Unemployment Compensation in Bank Account Held Not Exempt

A common bankruptcy issue is whether the right to receive an exempt asset, such as worker’s compensation or social security, extends until after receipt and the funds are sitting in the debtor’s bank account.  (The above assets would continue to be exempt).  But what about unemployment insurance?  Apparently, no case had been decided  previously.  A person receiving unemployment generally needs to spend this payment for necessities.

But a case decided this past week held that $15,631 in a bank account from unemployment was not exempt. (I must assume the husband and wife debtors had savings and used the savings money first for living expenses.  They saved the unemployment hoping this would be exempt.  This is a practice my Fort Lauderdale bankruptcy clients have utilized in other contexts, such as saving social security income in one bank account and spending for living expenses from non-exempt savings.)

Judge Williamson in the Middle District of Florida reviewed the language of other exemption statutes.  In re Swetic, 2013 Bankr Lexis 926 (Bankr.
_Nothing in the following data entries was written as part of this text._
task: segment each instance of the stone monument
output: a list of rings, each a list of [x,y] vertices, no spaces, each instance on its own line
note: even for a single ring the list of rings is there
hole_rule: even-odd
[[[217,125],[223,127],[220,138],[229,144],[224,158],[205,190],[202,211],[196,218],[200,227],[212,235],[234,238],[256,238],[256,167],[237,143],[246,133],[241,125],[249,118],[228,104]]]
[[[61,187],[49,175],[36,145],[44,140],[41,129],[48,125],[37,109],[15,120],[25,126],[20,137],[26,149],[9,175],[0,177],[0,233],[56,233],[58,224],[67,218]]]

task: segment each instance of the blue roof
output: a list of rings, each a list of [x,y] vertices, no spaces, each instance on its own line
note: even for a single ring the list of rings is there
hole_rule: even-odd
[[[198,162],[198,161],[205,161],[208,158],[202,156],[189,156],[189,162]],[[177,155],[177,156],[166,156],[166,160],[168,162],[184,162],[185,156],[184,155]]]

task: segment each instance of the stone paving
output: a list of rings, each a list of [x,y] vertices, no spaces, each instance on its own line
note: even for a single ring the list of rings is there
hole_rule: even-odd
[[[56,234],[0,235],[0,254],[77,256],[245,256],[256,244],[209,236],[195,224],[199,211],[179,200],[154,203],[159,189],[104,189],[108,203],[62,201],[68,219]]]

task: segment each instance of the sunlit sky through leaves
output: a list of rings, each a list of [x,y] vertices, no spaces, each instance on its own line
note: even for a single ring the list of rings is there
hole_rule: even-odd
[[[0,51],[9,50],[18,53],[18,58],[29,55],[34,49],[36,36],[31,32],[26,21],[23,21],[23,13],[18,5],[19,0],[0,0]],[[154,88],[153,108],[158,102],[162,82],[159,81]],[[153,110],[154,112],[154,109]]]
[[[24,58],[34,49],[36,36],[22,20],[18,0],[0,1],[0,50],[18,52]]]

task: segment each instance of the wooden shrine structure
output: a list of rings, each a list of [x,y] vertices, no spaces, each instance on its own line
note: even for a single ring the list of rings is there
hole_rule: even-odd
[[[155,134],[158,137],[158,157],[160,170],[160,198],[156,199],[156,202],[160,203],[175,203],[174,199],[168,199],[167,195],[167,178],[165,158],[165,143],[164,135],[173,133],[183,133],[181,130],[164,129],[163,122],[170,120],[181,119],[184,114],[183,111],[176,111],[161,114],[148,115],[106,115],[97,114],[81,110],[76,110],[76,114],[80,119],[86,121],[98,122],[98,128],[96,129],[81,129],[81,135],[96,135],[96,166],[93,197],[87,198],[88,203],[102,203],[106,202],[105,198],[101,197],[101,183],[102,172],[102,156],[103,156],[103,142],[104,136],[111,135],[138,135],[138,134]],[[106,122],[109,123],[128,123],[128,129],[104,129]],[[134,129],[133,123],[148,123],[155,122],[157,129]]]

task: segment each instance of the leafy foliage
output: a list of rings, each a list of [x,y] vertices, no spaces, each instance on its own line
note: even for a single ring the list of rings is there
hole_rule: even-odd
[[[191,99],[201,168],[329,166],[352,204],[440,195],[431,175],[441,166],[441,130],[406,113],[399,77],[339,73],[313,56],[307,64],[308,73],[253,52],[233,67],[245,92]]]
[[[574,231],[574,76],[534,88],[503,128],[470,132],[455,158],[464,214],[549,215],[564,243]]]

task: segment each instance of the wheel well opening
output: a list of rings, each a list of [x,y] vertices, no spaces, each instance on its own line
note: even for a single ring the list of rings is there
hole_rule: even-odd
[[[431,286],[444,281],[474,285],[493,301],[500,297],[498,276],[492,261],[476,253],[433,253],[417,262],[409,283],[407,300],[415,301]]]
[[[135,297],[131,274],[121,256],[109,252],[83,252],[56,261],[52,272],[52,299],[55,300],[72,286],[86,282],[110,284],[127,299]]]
M.D.  FL.  March 12, 2013).  Other statutes more clearly exempt the benefits after received or proceeds of the assets.  But the unemployment statute, Section 443.051(2), did not contain any additional language. The Court sustained the Chapter 13 Trustee’s objection to the claim of exemption of the bank account with the unemployment funds.  (Note, in a chapter 7 these funds would be turned over to the chapter 7 trustee.  In a chapter 13 bankruptcy the funds would not be surrendered, but the debtor would have to pay the value of the asset during the chapter 13 plan.)